There is a strong correlation to sleep quality and skin quality. Dr Natalie Blakely was asked by Professional Beauty to share her advice.
Get Your Beauty Sleep
With clients now recognising the generative power of sleep on the skin’s cells, Georgia Seago finds out how you can help them overhaul their bedtime habits for skin health and wellbeing
What effect does a lack of sleep have on the skin?
“Dark circles around the eyes are the most common tell-tale sign of a poor night’s sleep,” says Dr Natalie Blakely, aesthetic doctor and owner of the Light Touch Clinic is Weybridge, Surrey. These are caused by an increase in cortisol often referred to as the stress hormone, which the body produces lots of when it’s tired.
Cortisol causes blood vessels to swell to accommodate an increased volume of blood. This happens to the blood vessels under the eyes too. “Cortisol activates our ‘fight or flight; response to make the body more alert when sleep deprived,” explains Blakely. “It can also elevate oil production leasing to breakouts.”
“Sleep induces the production of collagen, so over time a lack of sleep often leads to dark circles, fine lines and pallid complexions,” says Dr Michael Breus, a clinical psychologist known as “The Sleep Doctor”. “Plus, growth hormone peaks during deep sleep. And this plays a central role in initiating cellular repair.”
The immune system takes a big hit when the body is deprived of regenerating sleep, and Breus says this is a common cause of rashes and other skin-related problems.
What’s the most effective skincare ingredient for counteracting the signs of poor sleep on the face?
“Hyaluronic acid is your superstar ingredient,” says Blakely. “Lack of sleep can make the skin look tired and washed out, so you need something to give the skin a boost. Capable of holding up to 1,000 times its weight in water, hyaluronic acid deeply hydrates to plump and brighten tired skin.”

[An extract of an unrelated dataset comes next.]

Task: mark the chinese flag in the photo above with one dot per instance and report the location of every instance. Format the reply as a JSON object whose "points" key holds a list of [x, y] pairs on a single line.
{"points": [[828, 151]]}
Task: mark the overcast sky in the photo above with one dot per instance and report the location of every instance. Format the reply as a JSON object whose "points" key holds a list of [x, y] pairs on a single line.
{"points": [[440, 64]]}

Recommend clients try a hyaluronic-boosting serum or course of infusion facials to restore plumpness.
What tips can I give clients to improve their sleep?
“It’s really important that we educate clients during any skin treatment consultation and explain how poor sleeping patterns can affect the skin. If you can really get them to understand the value of sleep, they will be motivated to make lifestyle adjustments,” advises Blakely. “Explain that while the odd late night isn’t going to cause too much damage, inconsistent sleeping patterns over time will have an impact on skin.”
She tells clients that one of the simplest ways to improve their sleep is to switch off all digital devices before bed, as many people don’t understand just how disruptive notification noises and blue light from devices are to rest. “Tell clients to really give some thought to establishing a regular bed time that allows enough sleep before their morning alarm,” she adds.
Breus devised a method for his patients to use during that last hour before bed to prepare for sleep as much as possible. “20 minutes of those small things that need to be done before bed, followed by 20 minutes of bedtime hygiene (personal practices or habits that are necessary for a good night’s sleep), and finally, 20 minutes of meditation, relaxation or massage.”
How can I help clients who suffer from ongoing restless, disrupted sleep?
Simple breathing practices can be very effective in significantly calming the mind and inducing sleep. “A breathing practice can be as simple as taking a series of even, slow inhale and exhale breaths,” explains Breus. “By taking a deep inhale and holding your breath, you’re increasing the body’s oxygen level, allowing your body to work slightly less hard to function.”
A long, slow exhale has a meditative quality and is also very similar to the pace of breathing your body adopts as you’re falling asleep, so by deep breathing when awake, you’re mimicking the breathing patterns of sleep onset, and nudging your body and mind toward rest.”
Blakely is a fan of adaptogenic herbal supplements ashwaghanda and rhodiola, which are said to work on the hormones to help bring the body to optimum functionality.
“Ashwagandha can help reduce stress and anxiety, and rhodiola works hand in hand with it as it helps alleviate mental fatigue, giving more energy during the day,” she says.